Dear Dr. Scribblerice:

I am curious about the property at 440 E. Marion St. in Lancaster. I was told it was a former ice cream factory — Marrow Quality Ice Cream was made on the property in the 1940s and the company was sold to the Hershey Ice Cream Co. What else do you know?

Nancy Kenneff

Lancaster

Dear Nancy:

It is possible that George Brayton Marrow used 440 E. Marion St. as part of his ice cream operation, but his obituary’s listing of business locations does not mention that building.

George Marrow died Dec. 4, 1954, at 96. The obit claims he was the oldest ice cream manufacturer in Pennsylvania.

Marrow was born in Strasburg in 1858 and served as an apprentice in two confectionery businesses in Lancaster before starting his own operation in 1880. His first location: Orange and Plum streets.

He later expanded his business in a facility at Orange and Sherman streets and ran his confectionery shop at 425 E. Orange. Another news article mentions a separate ice plant, no location noted.

You will notice that all of these addresses are within easy walking distance of 440 E. Marion.

Marrow hauled his ice cream in a wagon around Lancaster in the early years. Princess, a 40-year-old horse who apparently had begun hauling ice cream in 1880, died in 1919.

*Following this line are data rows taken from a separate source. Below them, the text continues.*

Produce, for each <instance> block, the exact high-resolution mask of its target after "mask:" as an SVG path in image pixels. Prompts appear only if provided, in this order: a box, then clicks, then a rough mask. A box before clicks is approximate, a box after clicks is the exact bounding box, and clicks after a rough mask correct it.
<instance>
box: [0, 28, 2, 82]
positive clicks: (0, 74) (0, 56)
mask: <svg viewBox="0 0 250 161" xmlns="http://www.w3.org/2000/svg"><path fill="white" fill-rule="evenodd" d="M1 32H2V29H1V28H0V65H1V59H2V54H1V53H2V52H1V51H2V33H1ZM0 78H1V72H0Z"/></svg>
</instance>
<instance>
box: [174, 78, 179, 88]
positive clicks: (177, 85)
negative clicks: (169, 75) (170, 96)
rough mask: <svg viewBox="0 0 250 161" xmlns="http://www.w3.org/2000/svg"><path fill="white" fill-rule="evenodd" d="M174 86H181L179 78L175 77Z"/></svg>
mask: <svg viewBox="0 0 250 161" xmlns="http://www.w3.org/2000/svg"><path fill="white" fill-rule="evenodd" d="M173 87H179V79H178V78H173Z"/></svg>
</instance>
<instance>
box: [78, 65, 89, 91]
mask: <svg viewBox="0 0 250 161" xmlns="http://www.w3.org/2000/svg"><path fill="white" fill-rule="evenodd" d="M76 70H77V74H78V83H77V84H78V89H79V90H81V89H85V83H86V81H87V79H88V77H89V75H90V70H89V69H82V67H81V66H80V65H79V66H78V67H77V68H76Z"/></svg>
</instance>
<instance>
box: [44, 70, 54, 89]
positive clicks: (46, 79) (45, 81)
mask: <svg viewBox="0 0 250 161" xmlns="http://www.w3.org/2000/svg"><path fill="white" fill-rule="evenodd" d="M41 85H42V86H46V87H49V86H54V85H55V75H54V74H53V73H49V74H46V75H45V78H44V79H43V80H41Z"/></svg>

Marrow’s Ice Cream merged with the Hershey Creamery Co. of Harrisburg in 1920 and Marrow continued as a Hershey director until his death.

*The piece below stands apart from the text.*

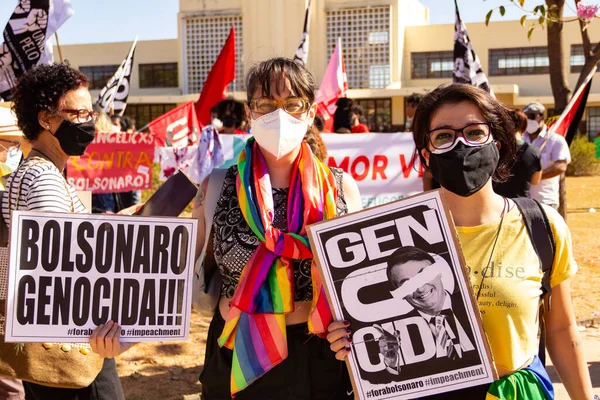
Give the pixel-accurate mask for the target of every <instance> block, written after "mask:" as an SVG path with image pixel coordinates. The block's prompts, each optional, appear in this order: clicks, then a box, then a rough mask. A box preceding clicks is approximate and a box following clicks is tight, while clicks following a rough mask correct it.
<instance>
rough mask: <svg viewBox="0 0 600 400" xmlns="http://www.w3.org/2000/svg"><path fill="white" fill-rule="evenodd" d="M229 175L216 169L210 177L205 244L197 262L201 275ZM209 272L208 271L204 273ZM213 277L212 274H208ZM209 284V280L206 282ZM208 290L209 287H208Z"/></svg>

The last mention of Marrow’s Ice Cream in local print seems to be in a Lancaster New Era ad of March 9, 1936. Watt & Shand department store advertised 5-cent and 10-cent ice cream drinks and sundaes made from “Marrows famous ice cream” on “Founders’ Day Only.”

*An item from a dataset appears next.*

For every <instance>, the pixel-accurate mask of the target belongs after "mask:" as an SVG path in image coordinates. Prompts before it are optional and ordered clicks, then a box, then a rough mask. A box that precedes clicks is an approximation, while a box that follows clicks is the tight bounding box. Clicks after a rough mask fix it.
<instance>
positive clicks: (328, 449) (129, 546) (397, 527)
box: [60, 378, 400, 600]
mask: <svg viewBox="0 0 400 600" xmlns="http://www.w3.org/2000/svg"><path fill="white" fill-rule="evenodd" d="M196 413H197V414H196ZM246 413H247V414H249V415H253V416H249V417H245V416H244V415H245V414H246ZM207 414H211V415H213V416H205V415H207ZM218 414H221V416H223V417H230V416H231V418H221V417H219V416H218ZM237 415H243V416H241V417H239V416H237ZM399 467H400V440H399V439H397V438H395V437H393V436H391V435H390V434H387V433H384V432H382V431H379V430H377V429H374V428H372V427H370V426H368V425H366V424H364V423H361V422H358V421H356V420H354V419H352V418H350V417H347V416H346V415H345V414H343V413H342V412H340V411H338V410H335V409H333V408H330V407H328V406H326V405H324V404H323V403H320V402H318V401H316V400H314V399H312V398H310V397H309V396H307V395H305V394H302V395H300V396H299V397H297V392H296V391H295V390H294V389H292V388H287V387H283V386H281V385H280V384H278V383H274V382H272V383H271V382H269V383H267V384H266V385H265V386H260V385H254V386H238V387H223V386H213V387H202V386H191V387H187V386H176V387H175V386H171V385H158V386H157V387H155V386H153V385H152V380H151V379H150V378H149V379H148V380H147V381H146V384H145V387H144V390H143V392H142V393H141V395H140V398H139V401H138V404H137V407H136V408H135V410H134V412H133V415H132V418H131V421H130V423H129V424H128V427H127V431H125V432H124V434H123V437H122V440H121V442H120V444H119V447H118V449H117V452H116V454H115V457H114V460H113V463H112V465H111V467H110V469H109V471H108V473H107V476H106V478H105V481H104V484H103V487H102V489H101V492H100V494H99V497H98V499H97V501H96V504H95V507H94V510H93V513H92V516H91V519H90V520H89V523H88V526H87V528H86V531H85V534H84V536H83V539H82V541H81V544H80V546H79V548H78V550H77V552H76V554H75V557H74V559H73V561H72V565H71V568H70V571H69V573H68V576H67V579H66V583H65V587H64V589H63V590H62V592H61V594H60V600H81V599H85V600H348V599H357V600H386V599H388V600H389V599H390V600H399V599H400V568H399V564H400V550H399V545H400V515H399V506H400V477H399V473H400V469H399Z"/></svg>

After that, apparently, if Lancaster residents screamed for ice cream, they did not expect to get Marrow’s.

And, just in case you are wondering, George Marrow did not use bone marrow — from Princess or any other bony creature — in his manufacturing process. Bone marrow is an ingredient used in trendy ice creams. It is not packed in dry ice and delivered to customers by horse-drawn wagon.

Dear Dr. Scribblerstore:

A CNN blast recently announced that Lord & Taylor, the oldest department store in America, is closing after 194 years. Hager’s lasted about 200 years. I have always wanted to investigate the connection between the store and Hagerstown. Any idea where the Hager family came from? I assume Germany, but not sure.

Leroy Hopkins

Lancaster

Dear Leroy:

Lord & Taylor, R.I.P.

Hager’s claimed it was the oldest family-owned department store in America when it closed its doors at 25 W. King St. in 1976. It was founded in 1821, five years before Lord & Taylor, and it was 155 years old when it succumbed to declining business and rising costs.

Hager’s was founded by Christopher Hager, the youngest son of Christopher Hager Sr., who came to Lancaster from the Hesse-Darmstadt region of Germany in 1764.

Jonathan Hager, the founder of Hagerstown, Maryland, also immigrated from Germany, but in 1736. A gunsmith and an early revolutionary leader, Jonathan founded Hagerstown in 1762.

Were Jonathan and Christopher Hager related? Probably, but who knows how closely? Several lines of American Hagers trace their roots to Gerhardt Heuger in Siegen, Wittgenstein, in the Westphalia area of northwestern Germany.

Perhaps a Hager genealogist is willing to walk through those weeds.